Sobre o voto de condenação da ilegalização do Partido Comunista da Ucrânia

Sr. Presidente,
Srs. Deputados,

Agastada com a aprovação por esta Assembleia de um voto de condenação da ilegalização do Partido Comunista da Ucrânia pelas autoridades de Kiev, a Sr.ª Embaixadora da Ucrânia decidiu usar as páginas da imprensa portuguesa, de forma arrogante e sobranceira, para atacar violentamente a Assembleia da República por defender as liberdades democráticas.

Era bom que a Sr.ª Embaixadora entendesse que o País em que está acreditada é um País soberano e democrático e que, ao contrário das autoproclamadas autoridades de Kiev, a Assembleia da República é um órgão de soberania democraticamente legitimado pela vontade do povo português.

Entendeu, porém, o PSD, num ato de subserviência, curvar-se perante a arrogância da Sr.ª Embaixadora e pedir-lhe humildemente desculpa pela suposta afronta, apresentando um voto em que procede à exumação do cadáver de uma campanha lançada há vários anos pela extrema-direita ucraniana, assente numa grosseira violação da verdade histórica.

É verdade que, no início dos anos 30 do século passado, o povo da Ucrânia sofreu uma vaga de fome de enormes proporções e de gravíssimas consequências. Seria desonesto não o reconhecer e, para desonestidade, já basta o voto do PSD.

A escassez de bens alimentares que conduziu a essa vaga de fome teve causas diversas, não apenas decorrentes dos efeitos devastadores da crise económica mundial de 1929 ou de condições climatéricas extremamente adversas, mas também dos conflitos gerados em torno das alterações verificadas na estrutura e na organização da propriedade fundiária.

A situação de fome que se verificou no início dos anos 30 em diversas regiões da URSS, mas não apenas na URSS, teve consequências muito graves para os povos atingidos, e esse facto nunca foi desmentido.
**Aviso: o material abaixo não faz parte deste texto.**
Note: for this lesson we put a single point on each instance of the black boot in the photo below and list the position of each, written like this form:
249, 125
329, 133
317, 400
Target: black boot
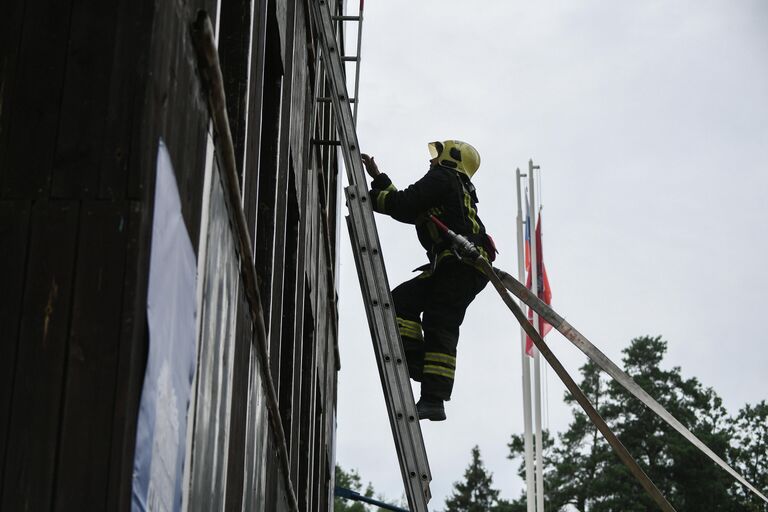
430, 409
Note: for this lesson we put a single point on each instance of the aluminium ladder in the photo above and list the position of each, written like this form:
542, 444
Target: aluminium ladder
374, 285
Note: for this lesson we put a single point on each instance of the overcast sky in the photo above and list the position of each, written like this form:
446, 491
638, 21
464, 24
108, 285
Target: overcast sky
650, 123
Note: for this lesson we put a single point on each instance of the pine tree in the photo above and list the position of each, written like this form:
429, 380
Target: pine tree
749, 455
351, 480
583, 473
475, 493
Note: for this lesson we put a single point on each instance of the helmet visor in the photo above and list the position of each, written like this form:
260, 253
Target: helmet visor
435, 148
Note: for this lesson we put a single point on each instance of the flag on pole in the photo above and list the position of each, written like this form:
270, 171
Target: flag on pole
543, 289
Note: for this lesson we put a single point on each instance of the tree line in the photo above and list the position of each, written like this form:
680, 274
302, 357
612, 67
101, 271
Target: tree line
581, 471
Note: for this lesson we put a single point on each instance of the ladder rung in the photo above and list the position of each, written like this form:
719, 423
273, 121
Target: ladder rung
325, 99
325, 142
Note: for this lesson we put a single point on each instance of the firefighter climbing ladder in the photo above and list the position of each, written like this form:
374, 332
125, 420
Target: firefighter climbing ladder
373, 277
381, 319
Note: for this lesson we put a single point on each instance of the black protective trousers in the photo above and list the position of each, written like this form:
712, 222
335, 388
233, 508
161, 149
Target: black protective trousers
430, 308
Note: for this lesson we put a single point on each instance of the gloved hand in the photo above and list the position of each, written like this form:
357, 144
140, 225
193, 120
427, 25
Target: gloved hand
375, 194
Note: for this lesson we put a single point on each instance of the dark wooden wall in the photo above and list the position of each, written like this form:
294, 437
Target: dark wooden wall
86, 91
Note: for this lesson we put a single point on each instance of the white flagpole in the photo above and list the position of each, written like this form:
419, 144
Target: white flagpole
528, 434
536, 358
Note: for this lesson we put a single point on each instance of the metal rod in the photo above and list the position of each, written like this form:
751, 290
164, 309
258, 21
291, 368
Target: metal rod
536, 358
526, 373
349, 494
357, 67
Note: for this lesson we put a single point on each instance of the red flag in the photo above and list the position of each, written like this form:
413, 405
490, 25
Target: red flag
544, 291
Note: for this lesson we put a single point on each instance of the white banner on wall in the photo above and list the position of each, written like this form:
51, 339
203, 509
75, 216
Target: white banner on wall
162, 423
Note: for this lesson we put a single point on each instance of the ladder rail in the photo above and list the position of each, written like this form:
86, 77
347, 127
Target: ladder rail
373, 279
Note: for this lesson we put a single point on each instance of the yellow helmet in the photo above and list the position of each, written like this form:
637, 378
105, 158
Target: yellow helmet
457, 155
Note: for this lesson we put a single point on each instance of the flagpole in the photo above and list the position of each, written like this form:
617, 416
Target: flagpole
536, 358
526, 373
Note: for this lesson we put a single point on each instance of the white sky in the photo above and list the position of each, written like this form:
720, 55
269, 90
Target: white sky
650, 123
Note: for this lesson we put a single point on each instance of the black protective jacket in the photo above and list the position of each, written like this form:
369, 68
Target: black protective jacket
443, 192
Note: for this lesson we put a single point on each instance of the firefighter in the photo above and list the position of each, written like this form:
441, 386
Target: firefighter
431, 307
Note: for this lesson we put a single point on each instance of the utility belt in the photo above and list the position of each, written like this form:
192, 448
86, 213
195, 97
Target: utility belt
482, 241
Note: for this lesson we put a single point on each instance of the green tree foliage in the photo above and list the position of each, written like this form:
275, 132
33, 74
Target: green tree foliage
583, 473
476, 493
749, 455
351, 480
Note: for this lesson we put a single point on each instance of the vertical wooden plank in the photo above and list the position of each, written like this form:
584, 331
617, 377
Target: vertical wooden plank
131, 357
35, 405
89, 391
126, 92
11, 24
14, 236
35, 100
239, 408
255, 112
288, 373
84, 103
234, 46
284, 169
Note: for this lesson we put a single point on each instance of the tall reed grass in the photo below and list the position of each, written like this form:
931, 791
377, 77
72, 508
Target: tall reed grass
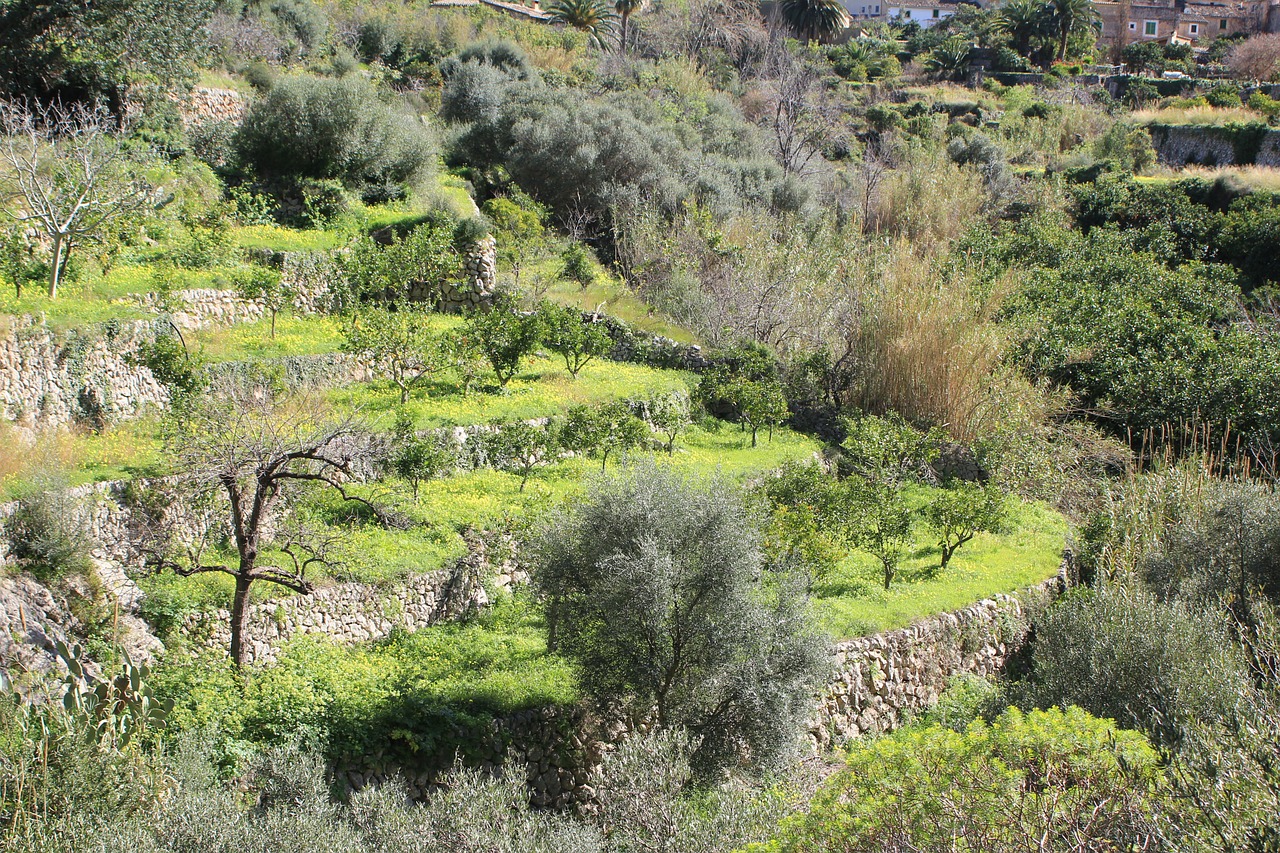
926, 345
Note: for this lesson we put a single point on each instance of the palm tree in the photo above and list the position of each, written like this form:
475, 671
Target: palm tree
1023, 21
1068, 16
814, 19
593, 17
950, 59
625, 9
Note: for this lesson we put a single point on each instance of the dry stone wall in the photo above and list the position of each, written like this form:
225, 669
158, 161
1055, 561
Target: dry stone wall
206, 105
347, 612
878, 680
478, 287
1179, 145
51, 378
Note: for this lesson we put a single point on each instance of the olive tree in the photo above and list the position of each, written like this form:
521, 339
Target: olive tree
654, 585
68, 176
506, 337
396, 343
519, 447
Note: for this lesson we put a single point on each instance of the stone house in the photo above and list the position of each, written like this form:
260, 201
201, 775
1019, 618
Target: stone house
1182, 21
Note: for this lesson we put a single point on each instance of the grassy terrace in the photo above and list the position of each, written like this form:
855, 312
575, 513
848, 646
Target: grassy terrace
854, 601
483, 498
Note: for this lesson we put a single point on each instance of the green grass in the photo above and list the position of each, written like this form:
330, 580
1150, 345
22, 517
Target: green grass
484, 498
287, 240
295, 336
76, 457
414, 698
854, 602
609, 296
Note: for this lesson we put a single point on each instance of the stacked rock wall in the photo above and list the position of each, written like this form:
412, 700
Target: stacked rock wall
1178, 145
880, 680
211, 105
50, 378
479, 284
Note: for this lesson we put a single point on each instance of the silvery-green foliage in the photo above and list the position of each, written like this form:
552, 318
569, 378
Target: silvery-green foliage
656, 585
648, 801
471, 813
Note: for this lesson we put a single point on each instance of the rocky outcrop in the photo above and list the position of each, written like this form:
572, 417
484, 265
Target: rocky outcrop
31, 621
352, 612
211, 105
880, 680
1179, 145
478, 287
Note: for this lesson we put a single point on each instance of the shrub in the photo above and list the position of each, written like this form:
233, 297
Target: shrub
961, 511
1224, 95
46, 534
1045, 780
425, 259
506, 337
576, 264
394, 345
1129, 657
653, 587
417, 457
341, 129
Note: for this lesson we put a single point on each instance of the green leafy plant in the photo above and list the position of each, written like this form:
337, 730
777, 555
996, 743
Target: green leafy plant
670, 415
599, 430
265, 286
961, 511
417, 457
520, 447
566, 333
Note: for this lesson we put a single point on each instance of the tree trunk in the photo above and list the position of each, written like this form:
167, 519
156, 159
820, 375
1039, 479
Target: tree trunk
55, 269
240, 619
552, 624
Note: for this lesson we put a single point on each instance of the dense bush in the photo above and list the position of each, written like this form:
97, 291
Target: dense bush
653, 587
586, 156
320, 128
1144, 345
1127, 656
46, 534
1045, 780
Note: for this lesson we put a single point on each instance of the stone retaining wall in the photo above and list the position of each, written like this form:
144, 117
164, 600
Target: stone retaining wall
1179, 145
210, 105
478, 288
51, 378
353, 612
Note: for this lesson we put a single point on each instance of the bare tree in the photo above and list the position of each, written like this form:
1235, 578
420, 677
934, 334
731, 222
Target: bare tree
1255, 58
67, 176
243, 456
801, 121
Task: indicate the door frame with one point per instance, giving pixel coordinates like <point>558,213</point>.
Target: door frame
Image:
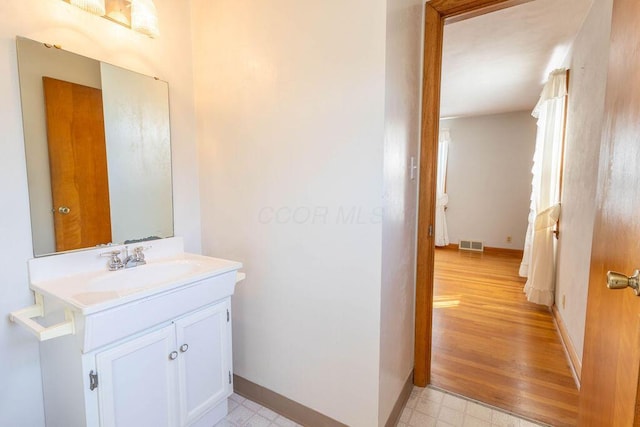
<point>437,12</point>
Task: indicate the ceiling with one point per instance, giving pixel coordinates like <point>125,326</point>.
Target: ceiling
<point>498,62</point>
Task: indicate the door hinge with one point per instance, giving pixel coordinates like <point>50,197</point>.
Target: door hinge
<point>93,380</point>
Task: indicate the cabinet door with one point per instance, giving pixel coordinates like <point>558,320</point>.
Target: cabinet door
<point>204,364</point>
<point>137,382</point>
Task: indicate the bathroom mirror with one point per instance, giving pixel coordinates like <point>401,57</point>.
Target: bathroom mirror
<point>97,143</point>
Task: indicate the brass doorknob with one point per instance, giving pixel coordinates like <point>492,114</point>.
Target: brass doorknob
<point>621,281</point>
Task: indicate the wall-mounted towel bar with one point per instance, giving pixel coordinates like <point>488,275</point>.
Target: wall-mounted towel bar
<point>24,317</point>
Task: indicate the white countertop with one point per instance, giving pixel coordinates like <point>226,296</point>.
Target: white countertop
<point>100,289</point>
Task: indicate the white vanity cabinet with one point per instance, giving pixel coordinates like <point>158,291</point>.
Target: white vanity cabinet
<point>168,377</point>
<point>148,346</point>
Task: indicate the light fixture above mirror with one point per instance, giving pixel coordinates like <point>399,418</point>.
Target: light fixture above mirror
<point>139,15</point>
Mas manda a verdade histórica que se diga que essa vaga de fome não vitimou apenas o povo da Ucrânia, vitimou também o sul da Bielorrússia, a região do Volga, do Kuban e do Dom, outras regiões da Rússia e até, fora da URSS, a Ucrânia Ocidental, então integrada na Polónia.

Afirmar, como pretende o voto do PSD, que a fome de 1932/1933 foi um ato de genocídio perpetrado pelo poder de Moscovo contra o povo da Ucrânia é uma tal falsidade que vem convergir com a violenta campanha de provocação contra a Rússia, lançada a partir do poder instalado em Kiev, que pretende reabilitar e transformar em heróis os grupos da extrema-direita ucranianos que, na II Guerra Mundial, colaboraram com o ocupante nazi e que retoma os termos da propaganda antissoviética lançada na Alemanha nazi nos anos 30.

Depois de ter proposto, na semana passada, um correto voto sobre a paz na Ucrânia, este voto proposto pelo PSD vem desmentir esse voto e vem exatamente no sentido contrário.